Just hours after discovering a large, colorful sign in her front yard on May 6 congratulating her on retirement, the first-grade teacher from St. John the Baptist Catholic School in Newburgh was surprised again when a caravan of more than 40 vehicles drove by her home. As each vehicle paused in front of Eberhard’s house, she was handed a long-stem red rose to celebrate her very own final rose ceremony.

After 40 years of teaching for the Catholic Diocese of Evansville, 31 of those years at St. John in Newburgh, Eberhard will retire at the end of the 2019-2020 school year.

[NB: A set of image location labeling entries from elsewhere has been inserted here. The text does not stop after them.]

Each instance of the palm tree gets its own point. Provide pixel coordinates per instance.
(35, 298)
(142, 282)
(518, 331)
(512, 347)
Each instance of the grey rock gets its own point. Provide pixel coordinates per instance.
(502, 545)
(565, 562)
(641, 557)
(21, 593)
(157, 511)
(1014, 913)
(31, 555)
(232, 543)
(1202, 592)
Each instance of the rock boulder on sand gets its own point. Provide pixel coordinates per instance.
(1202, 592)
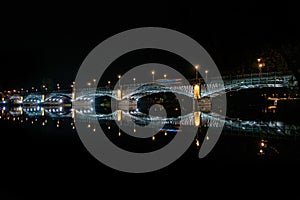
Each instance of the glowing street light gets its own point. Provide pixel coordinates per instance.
(261, 64)
(206, 72)
(153, 73)
(196, 70)
(119, 77)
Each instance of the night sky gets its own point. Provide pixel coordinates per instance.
(49, 43)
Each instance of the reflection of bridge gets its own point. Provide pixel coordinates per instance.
(275, 128)
(131, 119)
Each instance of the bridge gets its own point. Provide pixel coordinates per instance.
(214, 87)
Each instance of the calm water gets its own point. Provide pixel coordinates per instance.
(42, 145)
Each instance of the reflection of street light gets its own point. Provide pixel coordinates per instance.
(206, 72)
(153, 72)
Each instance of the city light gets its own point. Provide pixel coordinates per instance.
(153, 73)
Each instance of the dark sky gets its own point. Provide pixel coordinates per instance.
(51, 41)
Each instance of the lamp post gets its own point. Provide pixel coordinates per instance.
(260, 64)
(119, 77)
(196, 71)
(153, 73)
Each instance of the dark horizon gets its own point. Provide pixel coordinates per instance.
(52, 45)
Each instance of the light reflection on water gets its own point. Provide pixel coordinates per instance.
(57, 117)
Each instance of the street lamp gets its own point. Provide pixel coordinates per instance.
(261, 64)
(206, 72)
(196, 70)
(153, 72)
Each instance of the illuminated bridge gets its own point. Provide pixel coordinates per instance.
(213, 88)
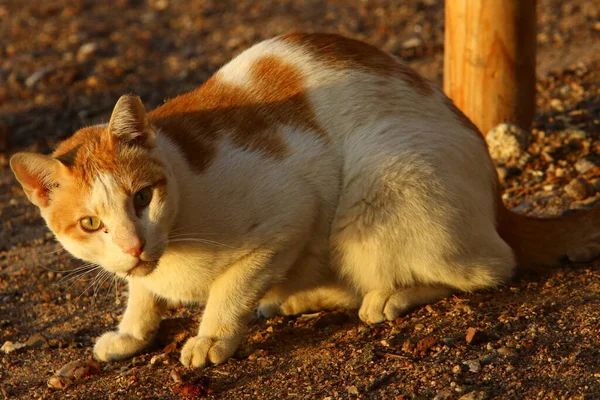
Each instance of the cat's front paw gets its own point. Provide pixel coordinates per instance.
(113, 346)
(201, 350)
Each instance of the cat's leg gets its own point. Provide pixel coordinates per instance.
(405, 238)
(324, 297)
(321, 298)
(378, 306)
(137, 328)
(231, 301)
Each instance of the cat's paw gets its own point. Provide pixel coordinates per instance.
(113, 346)
(199, 351)
(268, 310)
(378, 307)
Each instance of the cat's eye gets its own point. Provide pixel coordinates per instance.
(142, 198)
(90, 224)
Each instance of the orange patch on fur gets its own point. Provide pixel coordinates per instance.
(250, 115)
(342, 52)
(91, 151)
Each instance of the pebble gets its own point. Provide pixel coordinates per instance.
(583, 165)
(476, 395)
(579, 188)
(506, 352)
(175, 376)
(507, 142)
(157, 358)
(475, 336)
(86, 50)
(38, 340)
(352, 390)
(411, 43)
(9, 347)
(443, 395)
(474, 365)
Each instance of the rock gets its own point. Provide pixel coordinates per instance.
(38, 340)
(474, 365)
(157, 358)
(506, 352)
(443, 394)
(9, 347)
(175, 375)
(475, 336)
(487, 359)
(424, 345)
(476, 395)
(579, 188)
(86, 50)
(583, 165)
(507, 142)
(73, 372)
(412, 43)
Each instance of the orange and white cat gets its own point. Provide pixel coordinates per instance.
(312, 171)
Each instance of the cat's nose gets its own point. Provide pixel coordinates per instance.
(135, 250)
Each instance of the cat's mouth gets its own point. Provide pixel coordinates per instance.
(142, 268)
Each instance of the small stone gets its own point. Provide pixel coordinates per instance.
(175, 375)
(352, 390)
(86, 50)
(37, 76)
(412, 43)
(38, 340)
(557, 105)
(507, 142)
(506, 352)
(9, 347)
(473, 365)
(476, 395)
(579, 188)
(487, 359)
(475, 336)
(443, 394)
(583, 165)
(157, 358)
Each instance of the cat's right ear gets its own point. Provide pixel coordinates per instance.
(38, 174)
(129, 122)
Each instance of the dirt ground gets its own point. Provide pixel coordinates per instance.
(63, 64)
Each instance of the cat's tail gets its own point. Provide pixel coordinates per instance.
(540, 242)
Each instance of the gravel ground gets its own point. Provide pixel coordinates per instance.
(64, 63)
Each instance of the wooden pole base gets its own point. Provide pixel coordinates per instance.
(489, 60)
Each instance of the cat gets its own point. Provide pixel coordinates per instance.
(312, 171)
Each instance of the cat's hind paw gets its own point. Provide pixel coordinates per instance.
(113, 346)
(268, 310)
(199, 351)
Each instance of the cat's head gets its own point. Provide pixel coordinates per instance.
(104, 192)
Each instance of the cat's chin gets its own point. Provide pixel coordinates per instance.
(142, 268)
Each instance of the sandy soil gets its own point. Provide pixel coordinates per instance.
(64, 63)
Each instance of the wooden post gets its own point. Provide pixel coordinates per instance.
(489, 60)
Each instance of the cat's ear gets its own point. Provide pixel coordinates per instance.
(129, 122)
(38, 174)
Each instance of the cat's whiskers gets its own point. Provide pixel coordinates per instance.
(77, 272)
(204, 241)
(78, 277)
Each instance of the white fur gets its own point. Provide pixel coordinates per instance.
(394, 209)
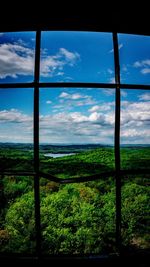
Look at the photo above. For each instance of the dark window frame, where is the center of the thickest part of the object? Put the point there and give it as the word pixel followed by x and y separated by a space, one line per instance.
pixel 117 173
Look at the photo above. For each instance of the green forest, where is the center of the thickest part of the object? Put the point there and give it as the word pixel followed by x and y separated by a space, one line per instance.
pixel 77 218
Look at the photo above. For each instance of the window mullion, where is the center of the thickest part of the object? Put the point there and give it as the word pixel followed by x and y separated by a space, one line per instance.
pixel 36 143
pixel 117 142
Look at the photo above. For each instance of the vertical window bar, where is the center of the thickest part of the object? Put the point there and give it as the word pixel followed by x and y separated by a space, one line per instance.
pixel 36 143
pixel 117 142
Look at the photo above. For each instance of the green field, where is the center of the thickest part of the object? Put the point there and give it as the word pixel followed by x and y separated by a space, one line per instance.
pixel 75 218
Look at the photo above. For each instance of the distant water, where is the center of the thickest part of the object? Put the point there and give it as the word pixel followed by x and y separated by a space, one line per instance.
pixel 58 155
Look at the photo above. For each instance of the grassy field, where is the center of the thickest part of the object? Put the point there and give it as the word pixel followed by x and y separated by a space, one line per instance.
pixel 75 218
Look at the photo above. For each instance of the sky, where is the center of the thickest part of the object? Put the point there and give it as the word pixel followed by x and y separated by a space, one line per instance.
pixel 74 115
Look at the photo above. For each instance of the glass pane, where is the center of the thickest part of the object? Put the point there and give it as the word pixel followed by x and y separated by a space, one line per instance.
pixel 76 131
pixel 135 213
pixel 17 51
pixel 77 57
pixel 16 129
pixel 78 218
pixel 134 51
pixel 17 225
pixel 135 129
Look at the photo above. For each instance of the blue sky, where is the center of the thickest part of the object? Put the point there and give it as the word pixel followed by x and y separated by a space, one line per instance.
pixel 74 115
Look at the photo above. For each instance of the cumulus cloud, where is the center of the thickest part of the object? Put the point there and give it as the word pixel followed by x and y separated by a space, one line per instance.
pixel 14 116
pixel 15 59
pixel 76 99
pixel 93 125
pixel 119 47
pixel 75 96
pixel 135 121
pixel 48 102
pixel 15 126
pixel 144 66
pixel 18 59
pixel 145 97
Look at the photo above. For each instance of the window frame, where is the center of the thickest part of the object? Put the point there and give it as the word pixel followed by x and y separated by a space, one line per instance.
pixel 117 173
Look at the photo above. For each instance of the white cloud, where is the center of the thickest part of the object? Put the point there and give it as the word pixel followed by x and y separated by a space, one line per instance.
pixel 145 71
pixel 14 116
pixel 144 65
pixel 15 126
pixel 53 65
pixel 135 121
pixel 76 99
pixel 48 102
pixel 112 80
pixel 110 71
pixel 102 107
pixel 123 93
pixel 145 97
pixel 18 59
pixel 75 96
pixel 119 47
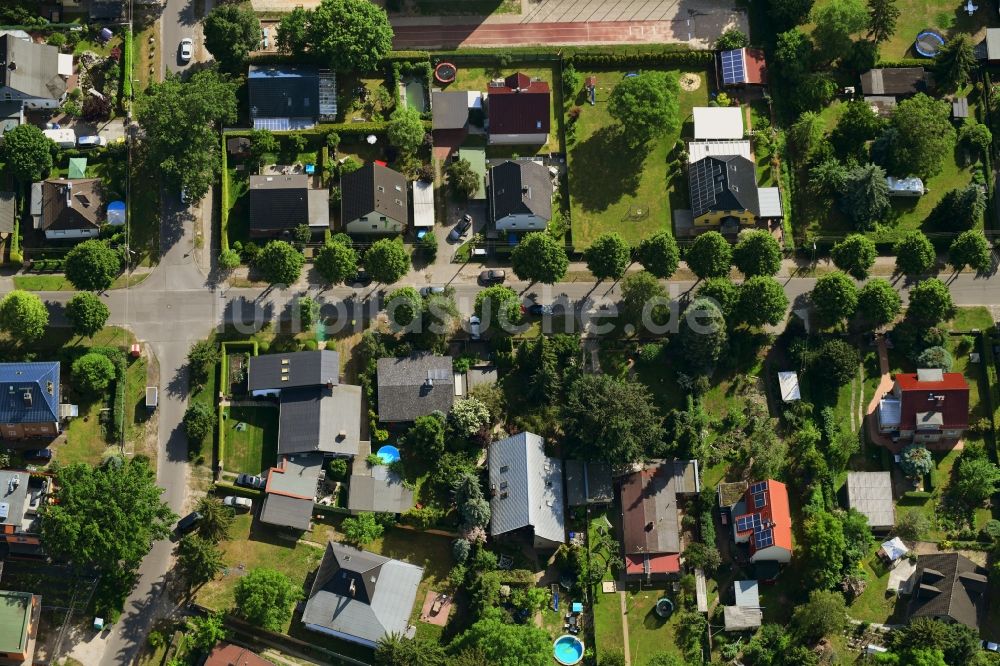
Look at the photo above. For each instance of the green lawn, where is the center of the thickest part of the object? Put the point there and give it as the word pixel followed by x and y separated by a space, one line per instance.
pixel 255 448
pixel 613 187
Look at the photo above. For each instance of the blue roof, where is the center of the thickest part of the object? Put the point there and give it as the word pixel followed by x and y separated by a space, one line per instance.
pixel 733 70
pixel 40 381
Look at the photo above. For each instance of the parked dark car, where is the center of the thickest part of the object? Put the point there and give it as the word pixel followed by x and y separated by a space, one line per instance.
pixel 250 481
pixel 461 228
pixel 188 522
pixel 38 454
pixel 492 277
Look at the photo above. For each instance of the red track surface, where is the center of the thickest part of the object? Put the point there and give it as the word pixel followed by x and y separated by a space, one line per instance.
pixel 518 34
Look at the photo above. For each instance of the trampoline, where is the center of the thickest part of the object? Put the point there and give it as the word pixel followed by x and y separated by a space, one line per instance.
pixel 445 72
pixel 389 454
pixel 929 43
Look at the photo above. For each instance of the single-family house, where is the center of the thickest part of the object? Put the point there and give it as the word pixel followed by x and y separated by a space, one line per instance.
pixel 71 209
pixel 928 405
pixel 520 196
pixel 361 597
pixel 518 110
pixel 279 203
pixel 33 74
pixel 743 67
pixel 19 614
pixel 896 81
pixel 290 97
pixel 414 386
pixel 870 494
pixel 526 490
pixel 29 400
pixel 762 520
pixel 948 587
pixel 651 535
pixel 374 201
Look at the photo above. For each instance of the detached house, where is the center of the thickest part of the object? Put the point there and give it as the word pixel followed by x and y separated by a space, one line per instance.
pixel 374 201
pixel 33 74
pixel 520 196
pixel 526 490
pixel 926 406
pixel 518 110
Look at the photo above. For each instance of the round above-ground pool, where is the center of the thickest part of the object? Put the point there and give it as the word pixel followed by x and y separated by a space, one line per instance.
pixel 929 43
pixel 568 650
pixel 445 72
pixel 389 454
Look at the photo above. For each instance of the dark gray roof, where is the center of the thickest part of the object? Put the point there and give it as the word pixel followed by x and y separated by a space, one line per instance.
pixel 31 69
pixel 587 482
pixel 870 493
pixel 283 92
pixel 949 585
pixel 526 488
pixel 373 189
pixel 284 511
pixel 360 595
pixel 274 372
pixel 520 187
pixel 278 202
pixel 8 212
pixel 414 386
pixel 450 109
pixel 383 491
pixel 320 419
pixel 727 182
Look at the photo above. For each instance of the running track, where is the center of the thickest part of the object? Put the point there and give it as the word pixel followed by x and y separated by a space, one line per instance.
pixel 518 34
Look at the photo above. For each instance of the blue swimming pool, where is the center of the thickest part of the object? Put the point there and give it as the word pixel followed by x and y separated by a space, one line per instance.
pixel 568 650
pixel 389 454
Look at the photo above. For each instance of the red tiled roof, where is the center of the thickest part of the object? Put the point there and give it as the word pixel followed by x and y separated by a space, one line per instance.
pixel 755 66
pixel 227 654
pixel 950 397
pixel 520 106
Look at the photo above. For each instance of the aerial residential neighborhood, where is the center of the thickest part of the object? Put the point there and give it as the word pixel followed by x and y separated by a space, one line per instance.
pixel 499 332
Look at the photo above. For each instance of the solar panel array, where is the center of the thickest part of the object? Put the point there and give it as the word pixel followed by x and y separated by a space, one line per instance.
pixel 733 71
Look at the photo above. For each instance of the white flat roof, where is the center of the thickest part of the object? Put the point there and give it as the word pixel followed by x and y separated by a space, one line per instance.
pixel 718 122
pixel 699 150
pixel 423 204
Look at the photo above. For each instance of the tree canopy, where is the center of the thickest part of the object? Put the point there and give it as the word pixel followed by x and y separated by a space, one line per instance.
pixel 610 419
pixel 608 256
pixel 710 255
pixel 27 152
pixel 23 316
pixel 179 117
pixel 106 516
pixel 539 257
pixel 232 31
pixel 646 105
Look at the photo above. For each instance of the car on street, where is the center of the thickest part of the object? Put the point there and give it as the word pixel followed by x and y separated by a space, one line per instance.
pixel 250 481
pixel 461 228
pixel 238 503
pixel 91 141
pixel 38 454
pixel 188 522
pixel 492 276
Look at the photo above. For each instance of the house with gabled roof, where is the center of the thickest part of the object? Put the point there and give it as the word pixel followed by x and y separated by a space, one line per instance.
pixel 926 406
pixel 949 587
pixel 29 400
pixel 518 110
pixel 526 490
pixel 361 597
pixel 651 535
pixel 761 519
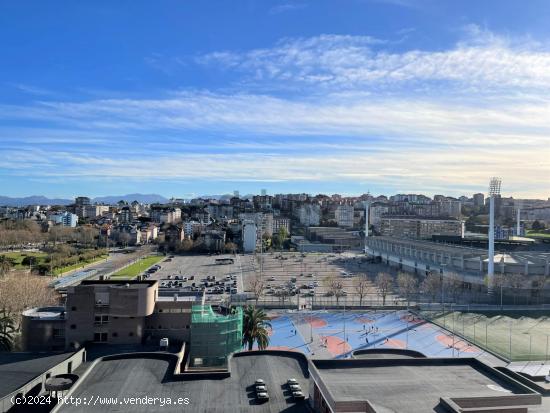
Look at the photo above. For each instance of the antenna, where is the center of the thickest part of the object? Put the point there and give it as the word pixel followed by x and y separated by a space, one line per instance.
pixel 494 186
pixel 494 191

The parade was led by flashing lights and a quick siren from a police officer, followed by faculty and staff vehicles decorated with posters, balloons and well-wishes to Eberhard. A window of one van read: ‘Welcome to the rose ceremony!’ While a vehicle behind it sported another often-used line from The Bachelor: “The most dramatic retirement and end of the school year yet!”

“The rose ceremony was hilarious,” Eberhard said. “I have to admit (The Bachelor) is a topic of conversation on Tuesdays at our lunch table. … It’s hard for me to think that we won’t be having those discussions anymore at school, but I guess that’s what texting is for.”

When someone retires, St. John Newburgh Principal Elizabeth Flatt said the celebration typically consists of taking the person out to dinner; but the COVID-19 outbreak prevented that. So, Flatt said they had to think of a special way to send Eberhard off into retirement.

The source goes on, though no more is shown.